Comment oublier que pendant des siècles, on enfermait pour faire taire et non
pour soigner ? Comment passer sous silence les internements aux durées
illimitées ? Camille Claudel n’a t-elle pas été enfermée pendant trente neuf ans ?
Des questions similaires peuvent se poser avec la même acuité s’agissant de
l’incarcération, de la détention arbitraire….
La procédure pénale a évolué : les juges ont l’obligation de motiver leurs
décisions, des recours sur celles-ci peuvent être formés, les délais de détention
provisoire sont limités, les peines doivent être strictement prévues par la loi,
elles peuvent être aménagées…
La psychiatrie a elle aussi beaucoup progressé. Les hospitalisations complètes
sont moins nombreuses, de plus courte durée. Les soins en secteur se sont
multipliés. Il est d’ailleurs intéressant de constater que dans les villes ou
départements où ceux-ci sont bien organisés le nombre d’hospitalisations
diminue. Le soin « dans la communauté » est préconisé dans les instances
comme l’Organisation Mondiale de la Santé.
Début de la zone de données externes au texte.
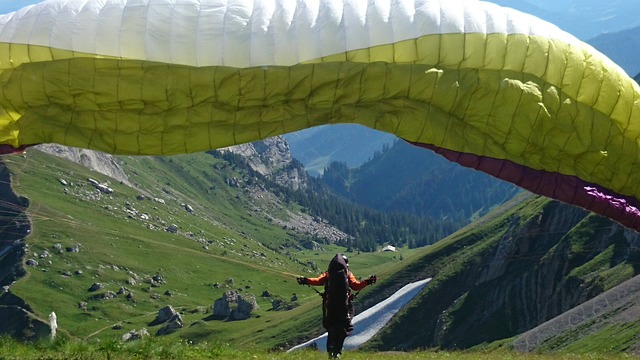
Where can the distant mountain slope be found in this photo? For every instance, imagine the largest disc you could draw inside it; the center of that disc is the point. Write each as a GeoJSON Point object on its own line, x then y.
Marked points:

N’empêche, le « cachot » comme « l’asile » occupent une partie de la mémoire
collective des juges et des psychiatres.
Magistrats et médecins ont ainsi un devoir commun de vigilance, un impératif
de respect de la dignité de chacune des personnes qui leur sont présentées dans
l’exercice respectif de leurs missions.
Dans une autre décision, le Conseil Constitutionnel ( DC 18 novembre 2008)
avait rappelé très précisément que « la sauvegarde de la dignité de la personne
contre toute forme d’asservissement et de dégradation est au nombre des droits
inaliénables et sacrés de tout être humain et constitue un principe à valeur
constitutionnelle . »
Nous pensons que le respect de la dignité de chaque patient peut résider en
partie dans la reconnaissance de son statut de citoyen.
Ce n’est pas parce qu’on est malade qu’on n’est pas citoyen.
C’est au vu de l’ensemble de ces objectifs que l’application de la loi du 5 juillet
doit être à notre avis envisagée par le juge.